Gaming technology and the technology that supports it has come a long way. With more powerful GPUs in our devices than ever, revolutions in chip manufacturing, and efficiencies in calculations allow us to do incredible things like run ray tracing engines in real time, simulate realistic physics, and so much more. All of this work has huge impact on gaming and immersive experience, but outside of creative industries what can we do?
I've done a lot of work and learning around the metaverse. As part of this learning I've made worlds, designed objects, and learnt a lot about 3D rendering. One thing I did to support some of this research was to 3D model my own building for some experimentation around MetaHumans - more on that soon. Once I had a render of my bedroom behind my workstation, I uploaded it as a Teams camera background. After talking with a few people, I realised not everyone cottoned on that it was even a digital render (the real thing is much messier normally).
This gave me an idea.
If people can't really tell what's real once the stream has been compressed and sent over the internet, could a machine vision model? I've always been interested in synthetic data creation for machine vision, but usually my starting point has been something real, like a photograph. What if we could make a working machine learning model with no real data at all?
The use case I chose was to find a tennis ball. Why? Well, it's about the size that our stretch RE1 robot can grab well, and it won't matter if it's dropped or bumps into anything, so, I was hoping the resulting model could be used to help the robot find and grab the tennis ball in the room. That's a challenge for another day though.

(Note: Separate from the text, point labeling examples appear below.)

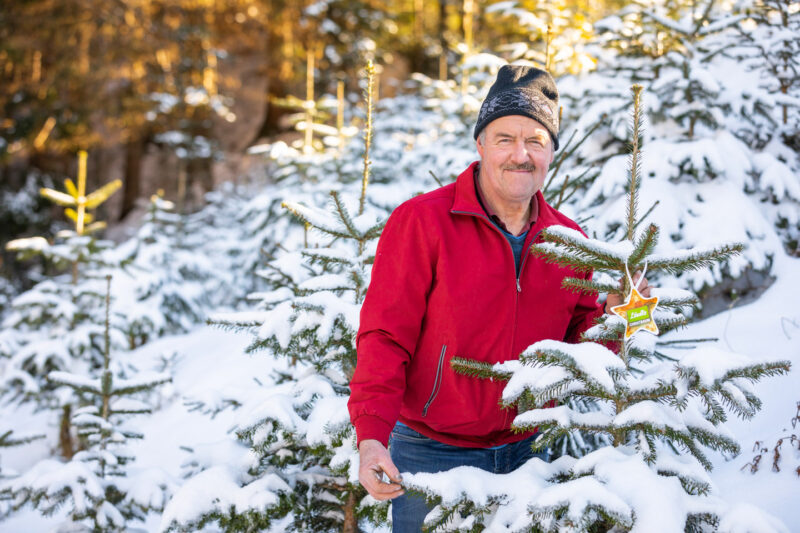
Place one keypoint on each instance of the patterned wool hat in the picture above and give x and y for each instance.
(522, 90)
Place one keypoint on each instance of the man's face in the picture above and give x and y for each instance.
(516, 152)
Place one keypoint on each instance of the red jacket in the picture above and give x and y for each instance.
(444, 284)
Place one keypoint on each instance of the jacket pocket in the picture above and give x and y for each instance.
(437, 382)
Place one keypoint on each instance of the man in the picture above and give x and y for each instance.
(452, 277)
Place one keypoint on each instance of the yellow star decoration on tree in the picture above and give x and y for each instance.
(637, 311)
(76, 198)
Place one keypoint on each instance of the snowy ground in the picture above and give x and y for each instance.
(211, 363)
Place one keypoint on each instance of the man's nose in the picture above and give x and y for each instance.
(519, 153)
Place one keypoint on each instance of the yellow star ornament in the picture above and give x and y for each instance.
(637, 311)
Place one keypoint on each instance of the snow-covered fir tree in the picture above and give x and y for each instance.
(302, 467)
(163, 284)
(662, 411)
(57, 325)
(98, 485)
(704, 109)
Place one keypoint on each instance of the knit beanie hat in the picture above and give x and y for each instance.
(522, 90)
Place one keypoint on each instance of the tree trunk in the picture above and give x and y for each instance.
(65, 442)
(443, 39)
(133, 170)
(350, 519)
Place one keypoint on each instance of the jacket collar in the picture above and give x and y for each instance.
(466, 201)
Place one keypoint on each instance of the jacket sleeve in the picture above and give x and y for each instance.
(390, 322)
(586, 311)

I started off with the 3D model of my room, and settled on the view from behind my workstation.
Then dropped a tennis ball onto the bed. (virtually). I wrote a script that can move the ball around the room, change the lighting conditions, and then automatically tag the ball location and upload it straight to Azure custom vision.
This uses the cycles engine, with a de-noised image generation capped at about 30 seconds on my machine. The beauty of this is you can easily change or limit the quality output, or scale your compute power to generate many thousands of quality pre-tagged images much faster than you could ever photograph a real scene and manually tag it, assuming you don't have to build an environment from scratch like I did here.
Playing around with the lighting conditions allows you to simulate lots of different conditions, which from my past research, really help to build a more resilient object detection model.
All that's left to do is to click train, and test the results!
The real thing
I used the minimum number of images required by Azure custom vision, just to push it to the max, but in reality with this method, you can keep adding camera views, lighting setups and noising to you heart's content.
First, let's test a real image from a similar viewpoint:
There we have it. The model has never seen a real tennis ball, but can identify the real one with 93.1% confidence, even with the lowest amount of synthetic data possibly generated.
What if we show it an image it wasn't trained on, with more objects than expected?
Well, we had to reduce the confidence limit, but we have still correctly identified all the tennis balls, even one from the reflection in the mirror.
Next, the real thing from a different viewpoint:
Not the highest confidences again, but still correct guesses - so this approach is still useable for a first pass where the context of the images meeds to change.
Finally, the same object but in a totally different context:
So, in a totally different context, it still works!
Imagine what we could do with many more renders, with no meed for any manual tagging, and looking at as many objects as we liked. There are great things going on in this sector from the likes of Unity as well, but for me, Blender gives the greatest flexibility on 3D rendering, with beautiful rendering available completely for free.